I worked as a contractor for Kodak in the early 1990s, and they had the world’s first production digital camera (my teaching facility had the serial #000001 model), and a huge array of advanced photographic, scanning, and production tools, as well as DTP software for Mac they had purchased from Atex. They were ten years ahead. Then, somehow, a few years later they were 10 years behind.
Right, because they wanted to make bigger and bigger computers until they filled entire cities!
I love this thread, especially reading about the IIfx, with the “fx” meaning “fast(er) extended”.
Do you realize a IIfx system cost 10K at the time? Clearly the Mac Pro of its day … at a titanic 30 Hz!

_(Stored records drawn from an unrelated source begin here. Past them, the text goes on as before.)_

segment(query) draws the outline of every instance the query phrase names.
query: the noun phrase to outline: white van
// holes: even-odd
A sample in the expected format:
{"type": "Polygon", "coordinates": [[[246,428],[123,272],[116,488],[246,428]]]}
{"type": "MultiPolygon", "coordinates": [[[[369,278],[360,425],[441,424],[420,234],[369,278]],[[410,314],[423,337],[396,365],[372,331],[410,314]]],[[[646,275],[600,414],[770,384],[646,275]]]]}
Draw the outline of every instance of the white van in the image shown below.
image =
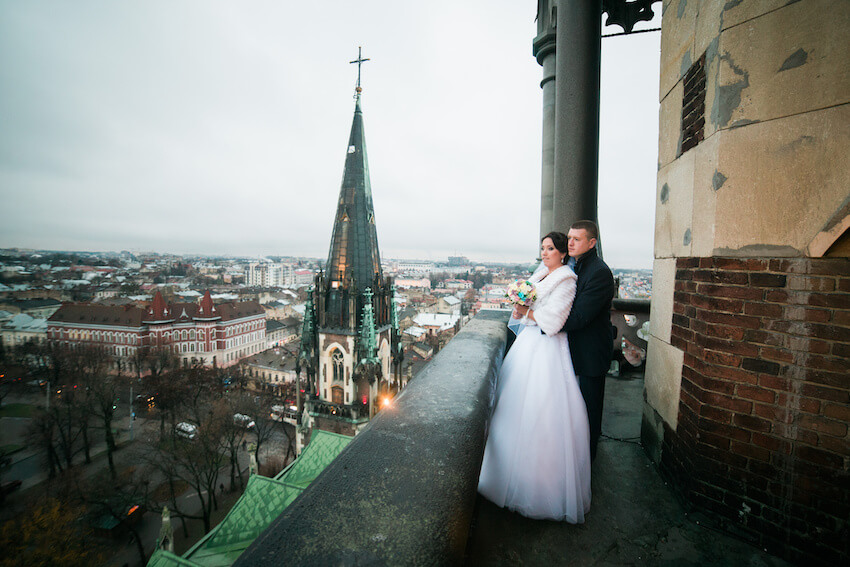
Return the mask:
{"type": "Polygon", "coordinates": [[[271,418],[275,421],[283,421],[283,414],[286,413],[286,408],[283,406],[272,406],[271,418]]]}
{"type": "Polygon", "coordinates": [[[254,423],[254,420],[250,418],[250,416],[247,416],[244,413],[233,414],[233,423],[235,423],[239,427],[244,427],[245,429],[254,429],[254,427],[257,425],[256,423],[254,423]]]}
{"type": "Polygon", "coordinates": [[[180,437],[185,437],[186,439],[194,439],[195,435],[198,434],[198,426],[192,425],[191,423],[186,423],[185,421],[181,421],[174,427],[174,432],[177,433],[180,437]]]}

We had one hundred Mac IIfx models at the Kodak Center for Creative Imaging. I ran the technical side of things and also developed courses there from around September 1991 to I think late 1992. At some point, I’m forgetting what month, I left the Center and went to work for an imaging service that was renting a building from the Center and teaching some classes there, too. I handled color separation, typesetting, and other services for the couple who owned it. Left Maine in May 1993!
I’m pretty sure we paid about $6,000 for each Mac IIfx in 1991 (before I arrived). Apparently that was part of a whole situation I wasn’t involved in. Kodak didn’t even get a bulk discount, but basically paid retail. I met John Sculley as a result of that experience, as well as a great variety of artists, photographers, and designers, like Paul Davis, Greg Heisler and Lance Hidy.
I assume you meant to write 30 MHz
I recall the first thing I did with a IIfx was to run the app Speedometer,* a benchmarking utility that read out with a skeuomorphic display of an analog meter style that spun the measurement while the needle was fixed in place.
Obviously the author was a bit of a realistic visionary: On the IIfx, upon clicking the “Go!” button, the meter spun wildly and crashed into it’s high-side “limit”, cracking the meter glass and making the appropriate cracking sound as well.
I was bummed. I wonder if anything faster has come out since?
*I think that was the name, but there have been so many things called that, it’s hard to remember. Maybe some of you geezers can recall this…
No, you’re right. It was called Speedometer.